In the 1970s and early 1980s, Jard Company Inc. built capacitors, a process which involved polychlorinated biphenyls. The PCB compounds bind themselves to other materials, such as sediment, and are known to cause cancer.
Hurd said the EPA has done work on the Jard site before, spending more than $1 million to put a cap over where the manufacturing building once stood and remove some contaminated material. Today it looks like a grassy hill not far from the state Highway Department garage.
Unfortunately, the pollution was found to have spread, contaminating the duck pond off Park Street and some residential basements.
Hurd said the EPA has cleaned out the cellars of affected properties as well as capped basement wells.
There likely will not be any visible work done this winter. The EPA will gather what information is already known about the Jard site and the extent of its contamination. After that it will do tests to determine the scope of the problem.
Hurd said cleaning everything up may involve pumping out groundwater at the site, but until the studies are done no one will know the extent of what is needed.
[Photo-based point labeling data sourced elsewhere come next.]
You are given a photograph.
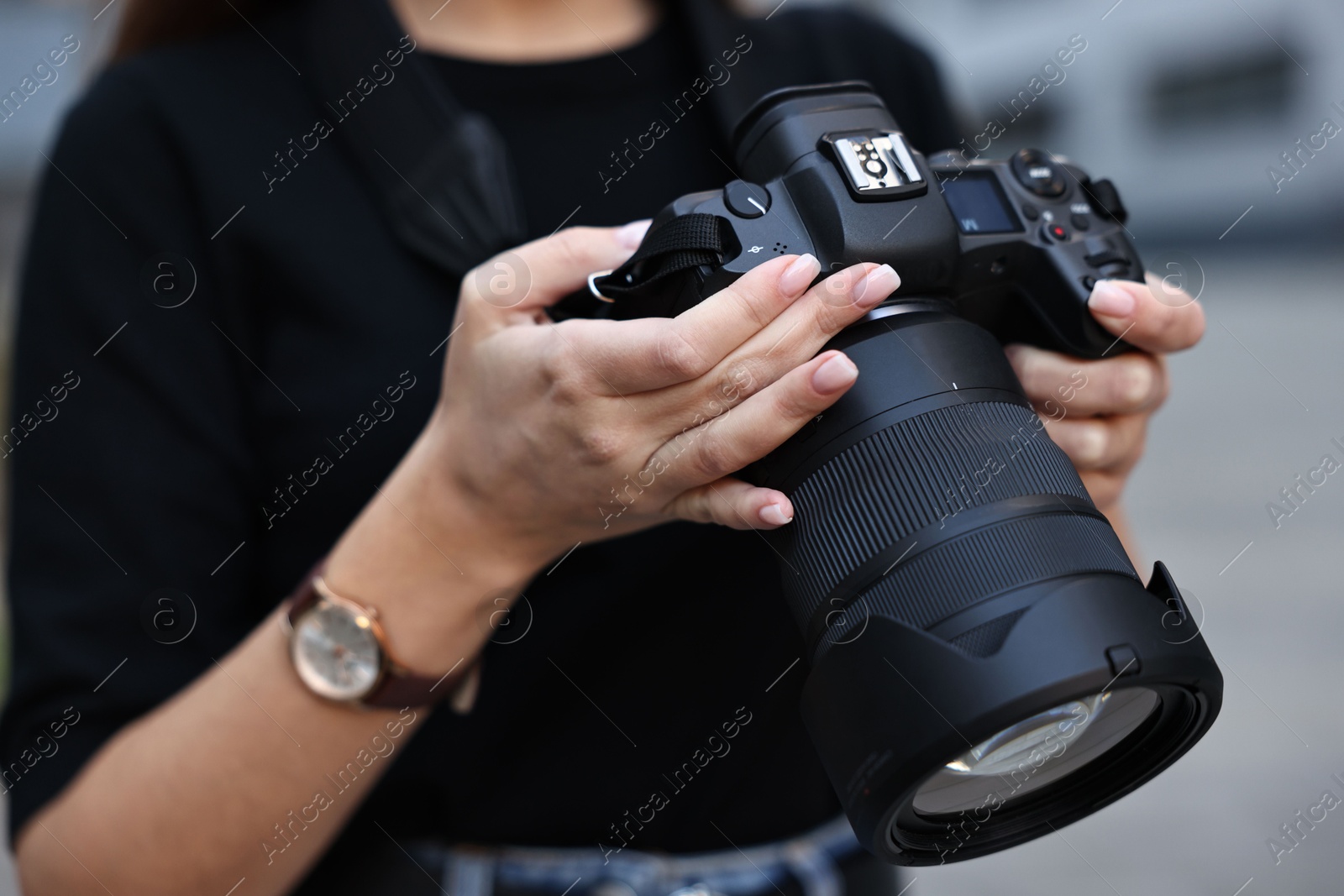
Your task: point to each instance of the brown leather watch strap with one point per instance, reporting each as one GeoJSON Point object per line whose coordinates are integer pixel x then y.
{"type": "Point", "coordinates": [396, 687]}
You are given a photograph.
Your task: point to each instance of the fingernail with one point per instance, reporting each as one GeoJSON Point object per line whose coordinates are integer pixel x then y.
{"type": "Point", "coordinates": [875, 286]}
{"type": "Point", "coordinates": [632, 234]}
{"type": "Point", "coordinates": [1112, 300]}
{"type": "Point", "coordinates": [1092, 445]}
{"type": "Point", "coordinates": [833, 375]}
{"type": "Point", "coordinates": [797, 275]}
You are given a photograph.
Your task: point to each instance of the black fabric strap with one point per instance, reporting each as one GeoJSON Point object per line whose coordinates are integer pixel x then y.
{"type": "Point", "coordinates": [679, 244]}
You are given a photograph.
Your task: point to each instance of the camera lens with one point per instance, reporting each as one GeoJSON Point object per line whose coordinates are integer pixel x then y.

What is known is that the work will be costly, well out of the town’s ability to pay, which is why the Superfund listing is important and welcome, he said.
When possible, the EPA looks to those responsible for the pollution to pay for its cleaning, but the Jard company no longer exists. Oddly, it still owns the 12 acres of contaminated land, but according to Hurd the mortgage is held by a speculator. He said the EPA has not made it clear if it will seek out the estates of the former owners or draw funding from elsewhere.
The original Jard site was 36 acres, but the town has come to own the non-contaminated portion.